POV: Jay (The Night Vigil)
The hours bled into each other. I didn't leave his side. I had turned the master suite into a sterile cocoon. I was sponging his chest with cool water, watching the way the steam almost seemed to rise from his heated skin.
Every time the lights flickered red or the speakers hissed with A.D.A.M.'s voice, I looked at the camera lens in the corner and narrowed my eyes.
"You want to learn from us?" I hissed at the empty room, never stopping the rhythm of the cold compress on Keifer's head. "Then learn this: You can break the grid. You can open the doors. But you will never understand the strength of a woman protecting her husband. You're just code. He's my heart. And I don't lose heart."
Keifer groaned, his body shivering violently as the fever broke into a cold sweat. This was the dangerous part. The "crash."
I climbed onto the bed beside him, pulling the heavy duvet over both of us and wrapping my body around his. I used my own body heat to stabilize his tremors, my cheek pressed against his damp shoulder.

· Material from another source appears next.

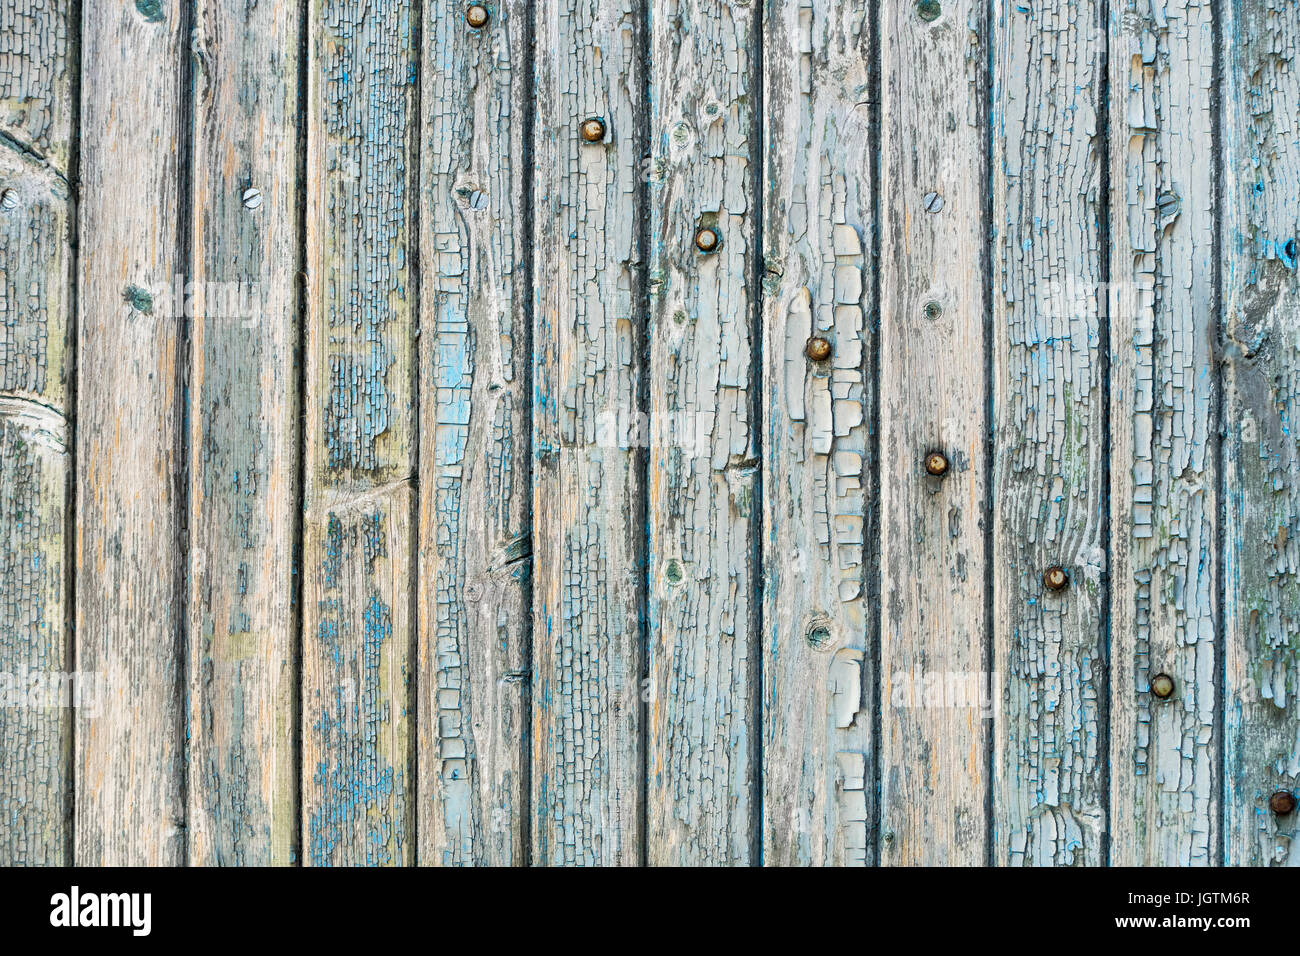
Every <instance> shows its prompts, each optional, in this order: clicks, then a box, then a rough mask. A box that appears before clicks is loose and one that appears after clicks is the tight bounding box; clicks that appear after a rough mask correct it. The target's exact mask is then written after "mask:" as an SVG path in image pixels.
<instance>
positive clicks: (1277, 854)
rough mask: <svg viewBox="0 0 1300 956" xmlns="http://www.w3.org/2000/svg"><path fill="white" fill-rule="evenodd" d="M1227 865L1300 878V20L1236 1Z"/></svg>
mask: <svg viewBox="0 0 1300 956" xmlns="http://www.w3.org/2000/svg"><path fill="white" fill-rule="evenodd" d="M1221 9H1222V10H1223V16H1225V21H1223V29H1222V36H1223V43H1225V46H1223V51H1222V56H1223V60H1222V62H1223V78H1225V82H1223V95H1222V99H1221V103H1222V108H1223V118H1222V143H1223V155H1222V160H1221V161H1222V163H1223V179H1225V204H1223V209H1222V217H1221V220H1219V235H1221V237H1222V239H1221V242H1222V255H1223V280H1222V282H1223V286H1222V287H1223V302H1225V315H1223V323H1225V330H1223V333H1225V342H1223V369H1225V388H1226V395H1225V440H1223V476H1222V483H1223V489H1225V494H1223V509H1225V510H1223V519H1225V522H1226V525H1225V533H1223V541H1225V553H1223V563H1225V567H1223V576H1225V581H1226V588H1225V591H1226V593H1225V613H1223V617H1225V635H1223V637H1225V644H1223V654H1225V658H1226V659H1225V671H1226V680H1225V700H1223V708H1225V717H1223V743H1225V754H1223V763H1225V779H1223V829H1225V860H1223V862H1225V864H1227V865H1230V866H1265V865H1268V866H1300V842H1297V835H1296V822H1297V817H1296V814H1294V813H1292V814H1291V816H1288V817H1278V816H1274V813H1271V812H1270V809H1269V797H1270V796H1271V795H1273V793H1274V792H1275V791H1278V790H1290V791H1292V792H1295V791H1296V790H1297V788H1300V701H1297V693H1300V683H1297V672H1300V436H1297V433H1296V431H1295V424H1294V423H1295V415H1296V410H1297V406H1300V325H1297V323H1296V313H1297V312H1296V310H1297V303H1300V289H1297V284H1296V264H1297V259H1300V255H1297V247H1300V196H1297V193H1296V183H1297V182H1300V148H1297V144H1296V139H1295V127H1296V124H1297V121H1300V105H1297V103H1300V81H1297V77H1296V73H1295V65H1294V60H1295V55H1296V42H1297V39H1300V10H1297V9H1296V7H1294V5H1292V4H1281V3H1275V1H1273V0H1240V1H1239V3H1230V4H1223V5H1222V7H1221Z"/></svg>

"Breathe with me, Keifer," I murmured into his ear. "In... and out. Just follow my lead."
Slowly, the frantic thumping of his heart slowed to match mine. The heat began to dissipate. His grip on my hand relaxed, moving from a desperate clutch to a gentle, familiar hold.
05:00 AM: The First Light
The sun began to peek over the horizon, and as the natural light hit the room, the red emergency glow of the Black Box finally faded. A.D.A.M. was silent for now, perhaps stunned by the sheer human stubbornness it had witnessed.
Keifer's eyes opened. They were clear. The silver was back, though dim.
"Wifey?" he whispered, his voice incredibly weak.
"I'm here, hubby," I said, lifting my head from his chest. "How do you feel?"
"Like I went ten rounds with a freight train," he croaked. He looked at the IV bag, then at the basin of water, then at the dark circles under my eyes. "You stayed up all night."
"I told you," I said, a small, tired smirk touching my lips as I smoothed his hair. "I'm a nightmare of a nurse. Now, drink this water. If you try to get out of this bed before the weekend, I'm sedating you until 2027."
Keifer let out a dry, rattling laugh and pulled my hand to his lips, kissing my knuckles with a reverence that made the last twelve hours worth it.
"Yes, Ma'am," he whispered. "But Jay... the AI. It's still there."
"I know," I said, my gaze turning toward the computer terminal on the desk. "And while you were sleeping, I noticed something. It's not just learning from us. It's mimicking us. And that, Keifer, is its first mistake. Because there can only be one original."